3.5 Publication bias assessment

Egger’s test detected no statistically significant publication bias across the four PD-L1 expression subgroups (P=0.511, 0.056, 0.167, and 0.062, respectively). Funnel plots demonstrated good symmetry in the PD-L1<1% subgroup (Supplementary Figure S3A), suggesting no publication bias. Slight asymmetry was observed in the PD-L1≥1% (Supplementary Figure S3B), 1–49% (Supplementary Figure S3C), and ≥50% subgroups (Supplementary Figure S3D). Given that PD-L1 stratification is a standard practice in NSCLC immunotherapy RCTs, this minor asymmetry is unlikely to stem from selective reporting. Instead, it may reflect the limited number of studies or inconsistencies in PD-L1 stratification thresholds.
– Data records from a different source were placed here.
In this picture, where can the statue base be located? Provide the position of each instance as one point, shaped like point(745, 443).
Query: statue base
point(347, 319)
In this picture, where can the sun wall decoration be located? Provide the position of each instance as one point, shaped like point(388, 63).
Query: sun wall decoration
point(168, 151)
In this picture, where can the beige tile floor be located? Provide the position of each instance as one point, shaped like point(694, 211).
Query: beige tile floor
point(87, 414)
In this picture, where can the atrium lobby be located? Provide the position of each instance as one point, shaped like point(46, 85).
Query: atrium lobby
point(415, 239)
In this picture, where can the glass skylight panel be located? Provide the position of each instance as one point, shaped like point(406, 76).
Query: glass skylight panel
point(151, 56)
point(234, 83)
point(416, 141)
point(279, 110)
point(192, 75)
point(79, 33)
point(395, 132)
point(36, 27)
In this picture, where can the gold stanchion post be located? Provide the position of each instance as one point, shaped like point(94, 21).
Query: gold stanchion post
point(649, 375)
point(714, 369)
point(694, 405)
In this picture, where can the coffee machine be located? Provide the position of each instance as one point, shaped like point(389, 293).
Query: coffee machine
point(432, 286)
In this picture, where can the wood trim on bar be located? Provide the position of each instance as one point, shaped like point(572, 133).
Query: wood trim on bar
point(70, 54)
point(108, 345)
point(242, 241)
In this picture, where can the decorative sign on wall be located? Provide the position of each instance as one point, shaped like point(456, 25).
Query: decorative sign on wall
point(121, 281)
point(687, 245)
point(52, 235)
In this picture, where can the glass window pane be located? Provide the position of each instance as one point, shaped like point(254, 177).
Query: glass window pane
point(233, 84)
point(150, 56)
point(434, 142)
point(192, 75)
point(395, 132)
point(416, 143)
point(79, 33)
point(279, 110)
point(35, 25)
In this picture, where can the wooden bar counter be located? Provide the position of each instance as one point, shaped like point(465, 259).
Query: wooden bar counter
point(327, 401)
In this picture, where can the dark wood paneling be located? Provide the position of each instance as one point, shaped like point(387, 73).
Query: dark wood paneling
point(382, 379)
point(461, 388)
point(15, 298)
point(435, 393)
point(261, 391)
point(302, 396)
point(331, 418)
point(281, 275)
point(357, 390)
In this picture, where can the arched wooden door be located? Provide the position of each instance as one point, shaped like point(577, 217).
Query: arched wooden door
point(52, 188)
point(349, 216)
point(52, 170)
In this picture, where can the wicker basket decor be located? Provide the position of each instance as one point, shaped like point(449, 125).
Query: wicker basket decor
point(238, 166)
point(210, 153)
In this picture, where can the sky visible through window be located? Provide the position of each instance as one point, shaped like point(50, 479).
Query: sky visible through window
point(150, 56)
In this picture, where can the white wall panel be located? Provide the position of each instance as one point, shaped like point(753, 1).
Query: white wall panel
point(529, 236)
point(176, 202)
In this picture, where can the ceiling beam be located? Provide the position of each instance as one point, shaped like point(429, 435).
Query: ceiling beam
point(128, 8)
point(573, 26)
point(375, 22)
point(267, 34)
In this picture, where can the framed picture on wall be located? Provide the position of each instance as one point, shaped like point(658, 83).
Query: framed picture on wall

For example, while the AEGEAN, KEYNOTE-091, and Neotorch trials reported EFS outcomes for PD-L1 1–49% and ≥50% subgroups, they did not provide data for the PD-L1≥1% subgroup. Conversely, the NADIM-II study reported results for the PD-L1≥1% subgroup but not for the 1–49% and ≥50% subgroups. These variations in reporting practices may contribute to the observed asymmetry.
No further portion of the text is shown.